Inhibition by tetracycline of the (p)ppGpp synthase activity of pea chloroplast extract. (A) The S-30 fractions of pea chloroplasts and E.coli W3110 cells were assayed for (p)ppGpp synthase activity with [α-³²P]GTP as substrate in the presence of tetracycline at concentrations of 0 μM (lanes 1 and 5), 50 μM (lanes 2 and 6), 250 μM (lanes 3 and 7) or 500 μM (lanes 4 and 8).

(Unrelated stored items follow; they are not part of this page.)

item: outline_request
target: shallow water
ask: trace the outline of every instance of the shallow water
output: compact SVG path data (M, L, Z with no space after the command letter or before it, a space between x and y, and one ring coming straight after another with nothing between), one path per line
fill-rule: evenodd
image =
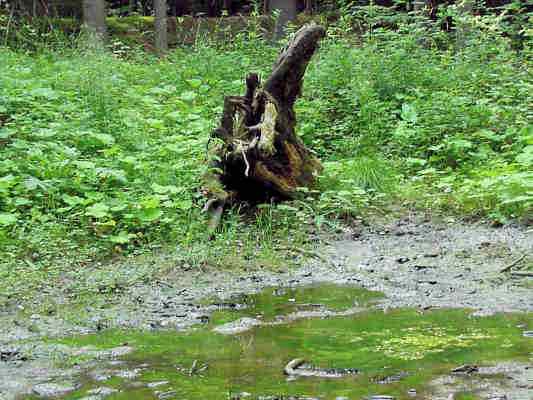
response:
M95 363L84 374L81 388L64 398L83 398L105 386L119 390L107 399L227 399L239 393L249 393L248 398L360 399L388 394L422 399L428 398L428 382L459 365L531 360L533 339L522 333L533 328L532 314L475 317L466 310L370 308L378 298L376 292L334 285L269 289L231 301L212 300L221 310L209 323L185 333L106 331L68 338L62 343L101 349L128 345L135 351L121 358L123 363ZM273 321L299 310L353 306L367 309L350 316L259 326L233 336L212 331L243 316ZM360 373L291 380L283 368L294 358ZM108 379L97 380L104 377ZM465 393L462 398L476 397Z

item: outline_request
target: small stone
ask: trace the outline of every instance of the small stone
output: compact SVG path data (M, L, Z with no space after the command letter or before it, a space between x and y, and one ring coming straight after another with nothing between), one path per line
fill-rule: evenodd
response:
M215 327L213 331L222 335L236 335L238 333L246 332L255 326L260 326L261 324L262 322L257 318L243 317L237 321L219 325Z
M126 354L131 353L133 351L133 347L119 346L119 347L114 347L108 351L111 357L116 358L116 357L122 357L122 356L125 356Z
M171 399L172 397L174 397L176 395L176 391L169 390L168 392L156 392L155 394L157 395L157 398L159 400L166 400L166 399Z
M372 396L370 400L395 400L395 397L379 394L376 396Z
M40 383L33 387L33 393L39 397L57 397L74 390L76 386L70 383Z
M88 394L93 394L93 395L98 395L100 397L105 397L105 396L109 396L110 394L113 394L113 393L116 393L116 392L118 392L117 389L113 389L113 388L102 386L102 387L97 387L95 389L91 389L87 393Z
M107 381L109 379L111 379L111 375L106 375L106 374L95 374L93 375L93 379L97 382L104 382L104 381Z
M150 382L146 386L148 386L149 388L155 388L163 385L168 385L168 381Z
M0 361L27 361L28 357L15 347L0 347Z
M115 376L123 379L134 379L139 376L139 370L122 370L115 372Z
M416 389L409 389L409 390L407 391L407 395L408 395L409 397L416 397Z
M346 396L338 396L338 397L335 397L335 400L349 400L349 399Z
M396 259L396 262L398 264L405 264L406 262L409 262L409 261L410 261L409 257L399 257Z
M524 331L522 332L522 336L533 338L533 331Z
M207 324L209 322L209 315L198 315L196 319L199 319L202 324Z

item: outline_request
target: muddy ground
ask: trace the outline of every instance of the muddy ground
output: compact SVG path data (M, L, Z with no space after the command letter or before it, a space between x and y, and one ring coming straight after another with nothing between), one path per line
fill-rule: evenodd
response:
M271 286L359 285L383 292L385 298L378 307L385 309L460 307L482 315L533 312L531 277L514 274L531 272L531 228L435 222L412 215L390 223L346 229L340 236L318 248L296 270L236 273L178 265L164 279L130 287L113 304L87 307L76 319L63 318L61 313L27 315L10 308L0 314L0 398L35 393L39 390L37 384L52 377L67 383L56 385L55 392L54 387L41 387L44 392L50 389L58 394L73 385L73 377L84 368L83 363L68 370L54 369L58 354L71 357L74 350L45 344L41 338L112 327L186 329L209 321L210 314L224 300ZM511 265L510 271L501 272ZM218 300L206 301L215 298ZM102 360L114 359L117 354L93 356ZM509 382L522 383L513 388L507 382L505 390L508 396L515 393L515 397L508 398L526 399L516 396L533 390L532 369L515 369L519 372L508 368L508 376L516 377ZM449 381L439 386L448 387L439 398L450 398L457 388Z

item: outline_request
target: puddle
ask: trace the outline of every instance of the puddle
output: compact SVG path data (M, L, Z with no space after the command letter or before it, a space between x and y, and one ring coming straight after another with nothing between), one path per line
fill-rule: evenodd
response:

Labeled nucleotides were separated by 1D-TLC on PEI-cellulose and visualized by autoradiography (12 h exposure). (B) Longer exposure (36 h) of the TLC plate shown in (A). (C and D) The intensities of the ppGpp spots obtained with the S-30 fraction of E.coli (C) or of the pppGpp spots obtained with the S-30 fraction of pea chloroplasts (D) were measured for the autoradiogram shown in (B). Data are expressed relative to the corresponding values for the incubations performed in the absence of tetracycline, and are representative of experiments performed with three independent chloroplast or bacterial extracts.